Is the Novel Prize Dead?

Wednesday, May 28 2008

Page 2 of 3

The tone of the tournament’s literary analysis oscillates between dead serious and flippant. Critic Helen DeWitt savaged Brock Clarke’s novel: “Fredric Jameson says of [Theodor] Adorno’s use of Freud: ‘Neurosis is simply this boring imprisonment of the self in itself, crippled by its terror of the new and unexpected, carrying its sameness with it wherever it goes.’ ... He might have been writing [about Clarke’s] An Arsonist’s Guide to Writers’ Homes in New England.”

Guilfoile’s “booth” response: “Fredric Jameson who? Adorno what? ... Helen DeWitt is one smart cookie, smarter than me, which makes me hesitant to admit that I quite enjoyed An Arsonist’s Guide. ...Also, I enjoy the smell of my dog’s paws.”

The critics are not the only ones who have pull in this competition.

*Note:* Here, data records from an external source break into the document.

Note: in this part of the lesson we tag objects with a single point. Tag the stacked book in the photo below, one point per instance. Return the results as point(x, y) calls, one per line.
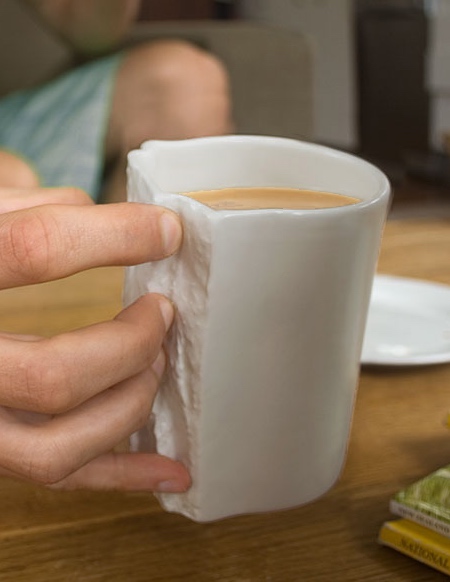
point(423, 530)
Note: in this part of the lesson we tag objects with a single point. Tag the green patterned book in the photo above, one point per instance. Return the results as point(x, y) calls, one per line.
point(426, 501)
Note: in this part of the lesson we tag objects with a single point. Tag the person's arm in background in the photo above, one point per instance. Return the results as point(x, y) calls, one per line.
point(91, 27)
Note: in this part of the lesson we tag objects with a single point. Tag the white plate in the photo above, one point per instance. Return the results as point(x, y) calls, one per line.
point(408, 323)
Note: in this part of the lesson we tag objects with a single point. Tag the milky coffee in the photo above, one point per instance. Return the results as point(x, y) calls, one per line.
point(265, 198)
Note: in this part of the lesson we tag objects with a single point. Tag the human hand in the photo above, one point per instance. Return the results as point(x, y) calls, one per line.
point(67, 401)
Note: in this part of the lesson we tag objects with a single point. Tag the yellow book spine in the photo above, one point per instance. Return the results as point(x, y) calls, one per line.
point(418, 542)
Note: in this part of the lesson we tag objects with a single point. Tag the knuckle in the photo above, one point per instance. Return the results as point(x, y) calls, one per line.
point(28, 244)
point(46, 385)
point(45, 463)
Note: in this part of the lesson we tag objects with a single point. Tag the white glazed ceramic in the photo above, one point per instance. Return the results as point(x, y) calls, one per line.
point(264, 355)
point(408, 323)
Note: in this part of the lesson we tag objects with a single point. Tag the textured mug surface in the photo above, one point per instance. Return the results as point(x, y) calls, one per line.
point(271, 310)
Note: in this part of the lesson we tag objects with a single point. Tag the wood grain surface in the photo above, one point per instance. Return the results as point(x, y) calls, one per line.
point(398, 436)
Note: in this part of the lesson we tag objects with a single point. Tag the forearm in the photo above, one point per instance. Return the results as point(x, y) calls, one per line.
point(90, 26)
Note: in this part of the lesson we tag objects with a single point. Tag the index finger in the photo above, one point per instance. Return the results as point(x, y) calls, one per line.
point(49, 242)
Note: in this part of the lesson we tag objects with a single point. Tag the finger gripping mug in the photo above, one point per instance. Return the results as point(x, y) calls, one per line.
point(271, 309)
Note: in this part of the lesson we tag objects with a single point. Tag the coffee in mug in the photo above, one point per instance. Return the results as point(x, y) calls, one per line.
point(269, 198)
point(264, 353)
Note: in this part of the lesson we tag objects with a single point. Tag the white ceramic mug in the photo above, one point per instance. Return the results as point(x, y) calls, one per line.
point(272, 304)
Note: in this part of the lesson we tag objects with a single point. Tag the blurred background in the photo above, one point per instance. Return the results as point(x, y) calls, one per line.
point(380, 74)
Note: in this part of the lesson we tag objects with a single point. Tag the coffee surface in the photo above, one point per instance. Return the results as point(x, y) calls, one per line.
point(265, 198)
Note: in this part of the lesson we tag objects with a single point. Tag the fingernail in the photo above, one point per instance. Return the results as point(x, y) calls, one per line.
point(170, 232)
point(167, 311)
point(170, 487)
point(159, 365)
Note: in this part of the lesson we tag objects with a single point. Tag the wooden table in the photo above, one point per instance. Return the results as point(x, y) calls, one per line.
point(398, 436)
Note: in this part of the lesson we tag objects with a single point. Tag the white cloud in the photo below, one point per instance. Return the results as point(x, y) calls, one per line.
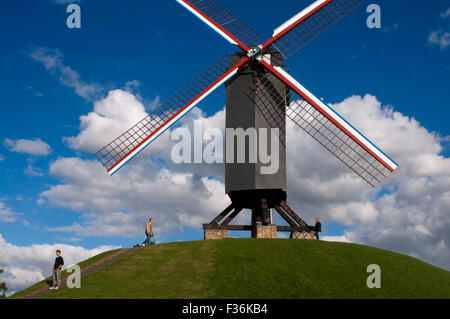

During the Zombie Round, readers of the blog are able to, by popular vote, resurrect a defeated novel to battle anew — a wonderful embodiment of the schism between actual readers and the alleged elitism of individual critics. Indeed, the tournament feels like a microcosm of the literary world, a delightful window into the skirmishes and warring doctrines of art. This felt particularly true in the Championship Round, when all the previous critics weighed in for the final verdict between Tom McCarthy’s Remainder and The Brief Wondrous Life of Oscar Wao. The match had everything a fan of sports or literature could hope for: Díaz’s novel was the clear favorite, a lush literary epic that fuses the immigrant experience with unabashed geekdom. Multiculturalism and comic books — a 21st-century shoo-in. In the role of improbable underdog was Remainder,a small, strange, intentionally airless book, whose wealthy brain-damaged narrator attempts to replicate moments of ­“authenticity.” Remainder was knocked out in round two after being savaged by blogger Mark Liberman (“It’s memorable, in the way that botched surgery and disastrous trips are memorable. ... You can have my copy, and welcome to it”) but was brought back from the dead in the Zombie Round, and scored an upset over Ferris’ Then We Came to the End to reach the ­championship.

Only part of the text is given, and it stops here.